Unable to switch gcloud platform account using python script

Question

Please could someone help me with a query related to permissions on the Google cloud platform? I realise that this is only loosely programming related so I apologise if this is the wrong forum!

I have a project ("ProjectA") written in Python that uses Googles cloud storage and compute engine. The project has various buckets that are accessed using python code from both compute instances and from my home computer. This project uses a service account which is a Project "owner", I believe it has all APIs enabled and the project works really well. The service account name is "master@projectA.iam.gserviceaccount.com".

Recently I started a new project that needs similar resources (storage, compute) etc, but I want to keep it separate. The new project is called "ProjectB" and I set up a new master service account called master@projectB.iam.gserviceaccount.com. My code in ProjectB generates an error related to access permissions and is demonstrated even if I strip the code down to these few lines:

The code from ProjectA looked like this:

from google.cloud import storage

client = storage.Client(project='projectA')
mybucket = storage.bucket.Bucket(client=client, name='projectA-bucket-name')

currentblob = mybucket.get_blob('somefile.txt')

The code from ProjectB looks like this:

from google.cloud import storage

client = storage.Client(project='projectB')
mybucket = storage.bucket.Bucket(client=client, name='projectB-bucket-name')

currentblob = mybucket.get_blob('somefile.txt')
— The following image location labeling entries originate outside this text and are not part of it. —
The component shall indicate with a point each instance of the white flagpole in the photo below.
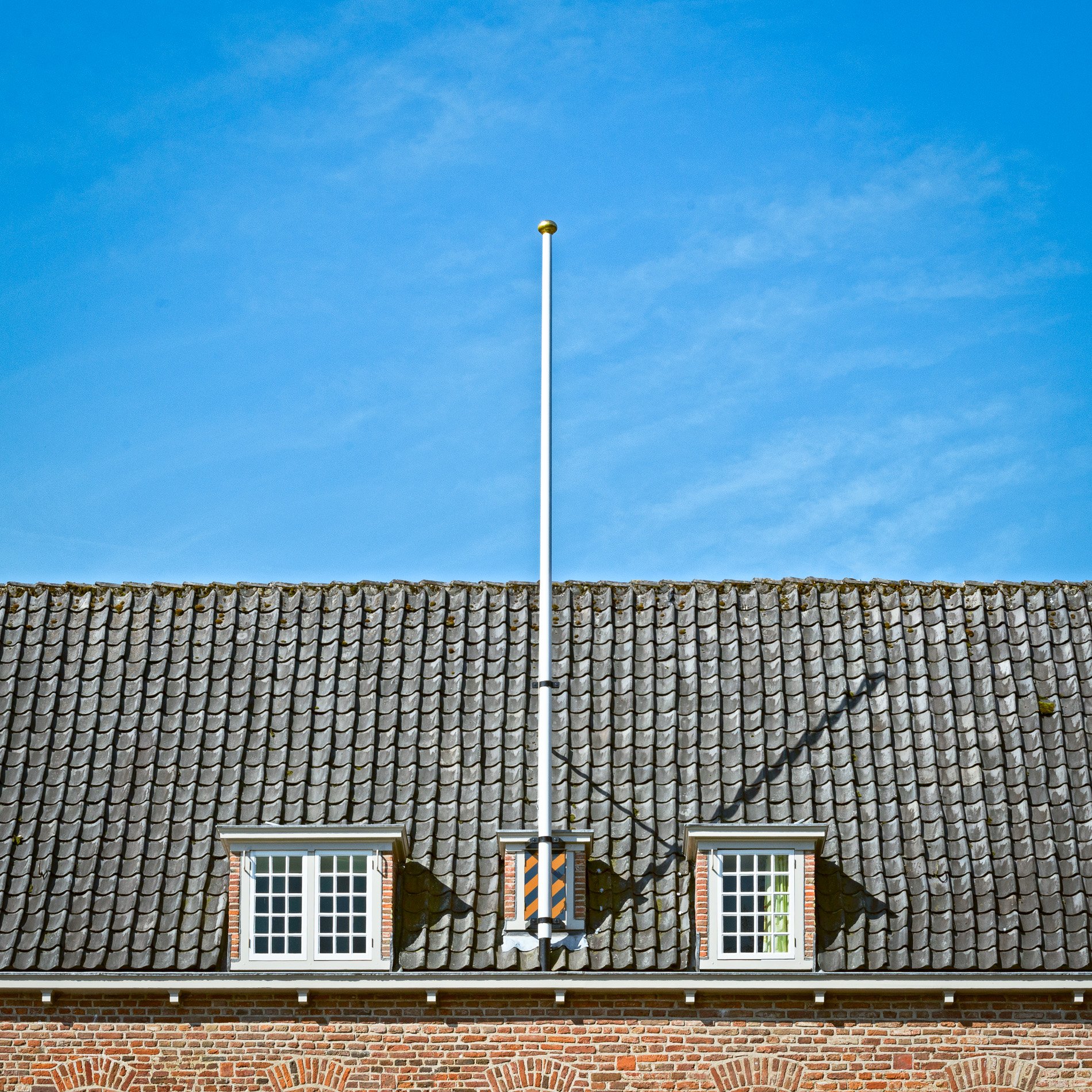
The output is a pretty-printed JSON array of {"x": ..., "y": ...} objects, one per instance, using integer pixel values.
[{"x": 547, "y": 228}]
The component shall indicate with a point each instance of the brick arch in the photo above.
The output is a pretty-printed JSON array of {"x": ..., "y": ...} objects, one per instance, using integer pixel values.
[
  {"x": 308, "y": 1075},
  {"x": 101, "y": 1074},
  {"x": 992, "y": 1074},
  {"x": 535, "y": 1075},
  {"x": 757, "y": 1072}
]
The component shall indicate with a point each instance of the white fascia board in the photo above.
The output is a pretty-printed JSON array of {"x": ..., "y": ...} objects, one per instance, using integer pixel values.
[
  {"x": 317, "y": 836},
  {"x": 636, "y": 983},
  {"x": 794, "y": 836},
  {"x": 522, "y": 837}
]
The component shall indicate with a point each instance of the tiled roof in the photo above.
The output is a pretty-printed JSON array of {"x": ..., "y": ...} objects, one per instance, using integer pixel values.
[{"x": 940, "y": 732}]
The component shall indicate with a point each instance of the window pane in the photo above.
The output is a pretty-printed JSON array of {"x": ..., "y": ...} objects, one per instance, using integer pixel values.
[
  {"x": 343, "y": 905},
  {"x": 278, "y": 922},
  {"x": 755, "y": 903}
]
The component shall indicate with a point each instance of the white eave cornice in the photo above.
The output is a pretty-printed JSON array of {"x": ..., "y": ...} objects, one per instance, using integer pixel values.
[
  {"x": 320, "y": 836},
  {"x": 709, "y": 836}
]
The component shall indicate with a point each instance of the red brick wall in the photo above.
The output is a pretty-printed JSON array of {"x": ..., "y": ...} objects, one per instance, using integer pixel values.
[
  {"x": 387, "y": 925},
  {"x": 497, "y": 1043},
  {"x": 234, "y": 895}
]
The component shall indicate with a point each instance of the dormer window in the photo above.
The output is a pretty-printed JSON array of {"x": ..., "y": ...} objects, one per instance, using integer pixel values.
[
  {"x": 755, "y": 895},
  {"x": 319, "y": 895}
]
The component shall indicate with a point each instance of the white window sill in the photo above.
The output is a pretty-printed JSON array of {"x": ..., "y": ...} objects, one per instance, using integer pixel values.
[
  {"x": 299, "y": 964},
  {"x": 756, "y": 964}
]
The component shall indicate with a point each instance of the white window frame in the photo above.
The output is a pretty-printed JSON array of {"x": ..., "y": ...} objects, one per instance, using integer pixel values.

Both buckets definitely exist, and obviously if "somefile.text" does not exist then currentblob is None, which is fine, but when I execute this code I receive the following error:

Traceback (most recent call last):
  File .... .py", line 6, in <module>
    currentblob = mybucket.get_blob('somefile.txt')
  File "C:\Python27\lib\site-packages\google\cloud\storage\bucket.py", line 599, in get_blob
    _target_object=blob,
  File "C:\Python27\lib\site-packages\google\cloud\_http.py", line 319, in api_request
    raise exceptions.from_http_response(response)
google.api_core.exceptions.Forbidden: 403 GET https://www.googleapis.com/storage/v1/b/<ProjectB-bucket>/o/somefile.txt: master@ProjectA.iam.gserviceaccount.com does not have storage.objects.get access to projectB/somefile.txt.

Notice how the error message says "ProjectA" service account doesn't have ProjectB access - well, I would somewhat expect that but I was expecting to use the service account on ProjectB!

Upon reading the documentation and links such as this and this, but even after removing and reinstating the service account or giving it limited scopes it hasnt helped. I have tried a few things:

1) Make sure that my new service account was "activated" on my local machine (where the code is being run for now):

gcloud auth activate-service-account master@projectB.iam.gserviceaccount.com --key-file="C:\my-path-to-file\123456789.json"

This appears to be successful.

2) Verify the list of credentialled accounts:

gcloud auth list

This lists two accounts, one is my email address (that I use for gmail, etc), and the other is master@projectB.iam.gserviceaccount.com, so it appears that my account is "registered" properly.

3) Set the service account as the active account:

gcloud config set account master@projectB.iam.gserviceaccount.com

When I look at the auth list again, there is an asterisk "*" next to the service account, so presumably this is good.

4) Check that the project is set to ProjectB:

gcloud config set project projectB

This also appears to be ok.

Its strange that when I run the python code, it is "using" the service account from my old project even though I have changed seemingly everything to refer to project B - Ive activated the account, selected it, etc.

Please could someone point me in the direction of something that I might have missed? I don't recall going through this much pain when setting up my original project and Im finding it so incredibly frustrating that something I thought would be simple is proving so difficult.

Thank you to anyone who can offer me any assistance.

Answer 1

I'm not entirely sure, but this answer is from a similar question on here: Permission to Google Cloud Storage via service account in Python

Specifying the account explicitly by pointing to the credentials in your code. As documented here:

Example from the documentation page:

def explicit():
    from google.cloud import storage

    # Explicitly use service account credentials by specifying the private key
    # file.
    storage_client = storage.Client.from_service_account_json(
        'service_account.json')

    # Make an authenticated API request
    buckets = list(storage_client.list_buckets())
    print(buckets)

Answer 2

Don't you have a configured GOOGLE_APPLICATION_CREDENTIALS env variable which points project A's SA?

Answer 3

The default behavior of Google SDK is to takes the service account from the environment variable GOOGLE_APPLICATION_CREDENTIALS.

If you want to change the account you can do something like:

from google.cloud import storage
credentials_json_file = os.environ.get('env_var_with_path_to_account_json')
client= storage.Client.from_service_account_json(credentials)

The above assumes you have creates a json account file like in: https://cloud.google.com/iam/docs/creating-managing-service-account-keys and that the json account file is in the environment variable env_var_with_path_to_account_json

This way you can have 2 account files and decide which one to use.